Ketekunannya belajar mengaji mengantar Abuya Nawi menjadi salah satu ulama paling kharismatik di Tanah Betawi. Gaya dakwahnya yang santun, teduh, dan selalu mengajak pada kebaikan membuatnya diterima di semua kalangan masyarakat. Itulah sosok pendiri Pondok Pesantren Al-Awwabin.
Nama aslinya adalah KH Abdurrahman Nawi, biasa disapa dengan panggilan Buya Nawi atau Abuya Nawi. Dilahirkan pada 8 Desember 1920 dan wafat pada 18 November 2019. Yang unik dari kisahnya, Abuya Nawi tak pernah mondok di pesantren, namun pesantren yang didirikannya, Al-Awwabin, kini ada di Tebat, Jakarta Selatan dan Sawangan serta Bedahan, keduanya di Depok, Jawa Barat.

Namun, meskipun tak pernah mondok secara harfiah, Abuya Nawi ternyata berguru kepada berbagai ulama di banyak tempat. Meskipun tak dilahirkan dari keturunan tokoh agama, tapi sejak kecil memang dididik untuk rajin salat dan mengaji.
Kali pertama Abuya Nawi belajar mengaji kepada seorang guru di Tebet, yaitu Muallim Ghazali dan Muallim Syarbini. Di sini Abuya Nawi belajar membaca al-Quran serta dasar-dasar akidah dan praktik ibadah. Setelah itu, di daerah di Bukit Duri, ia berguru kepada KH Muhammad Yunus, KH Basri Hamdani, KH M Ramli, dan Habib Abdurrahman bin Ahmad bin Abdul Qodir Assegaf.

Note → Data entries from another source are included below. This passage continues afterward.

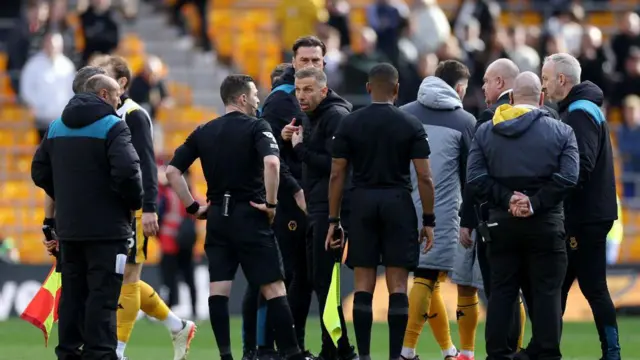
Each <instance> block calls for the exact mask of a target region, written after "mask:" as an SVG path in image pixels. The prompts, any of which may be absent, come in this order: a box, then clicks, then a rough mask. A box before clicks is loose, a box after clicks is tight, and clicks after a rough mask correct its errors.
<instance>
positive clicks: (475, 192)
mask: <svg viewBox="0 0 640 360" xmlns="http://www.w3.org/2000/svg"><path fill="white" fill-rule="evenodd" d="M482 132H483V131H482V127H481V128H480V129H478V131H477V132H476V137H475V139H473V142H472V143H471V150H470V151H469V158H468V159H467V187H468V188H470V189H469V191H471V192H472V194H473V195H474V197H475V199H476V200H477V201H478V202H479V203H484V202H490V203H492V204H493V205H494V206H497V207H498V208H500V209H502V210H504V211H508V210H509V201H510V200H511V196H512V195H513V192H512V191H510V190H509V189H507V188H506V187H505V186H503V185H501V184H500V183H498V182H497V181H495V179H493V177H491V175H490V174H489V169H488V166H487V159H486V158H485V155H484V152H483V150H482V139H481V136H482Z"/></svg>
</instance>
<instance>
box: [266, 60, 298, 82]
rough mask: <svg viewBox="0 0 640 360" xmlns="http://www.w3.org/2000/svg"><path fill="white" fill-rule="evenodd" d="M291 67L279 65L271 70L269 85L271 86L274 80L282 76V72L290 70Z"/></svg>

Seiring perjalanan waktu, Abuya Nawi berkembang menjadi pembelajar kelana. Hampir semua kiai dan ulama didatanginya untuk mencari ilmu dan berkahnya. Tercatat, ia juga pernah berguru kepada KH Muh Zain (Kebon Kelapa, Tebet), KH Abdullah Syafi’i (Matraman), KH Hasbiyallah (Klender), KH Mu’allim (Cipete), KH Khalid (Pulo Gadung), Habib Ali Jamalullail dan Habib Ali bin Abdurrahman Al-Habsyi (Kwitang), Habib Abdullah bin Salim Al-Attas (Kebon Nanas), Habib Muhammad bin Ahmad Al-Haddad (Kramat Jati), Habib Ali bin Husein Al-Attas (Kemayoran), Habib Zein bin Smith, dan Abuya Sayyid Muhammad bin Alwi Al-Maliki Al-Hassani (Mekkah).
Meskipun tak mondok di pesantren, cara belajar dan ngaji Abuya Nawi laiknya santri kalong. Bahkan, dalam sehari ia bisa belajar mengaji di tiga tempat sekaligus, masing-masing mempelajari dua atau tiga kitab. Abuya Nawi selalu dalam gairah tinggi saat belajar, tak mau kalah dengan para santri. Setiap penjelasan dari para gurunya, misalnya, selalu disimak dan dicatat dengan baik.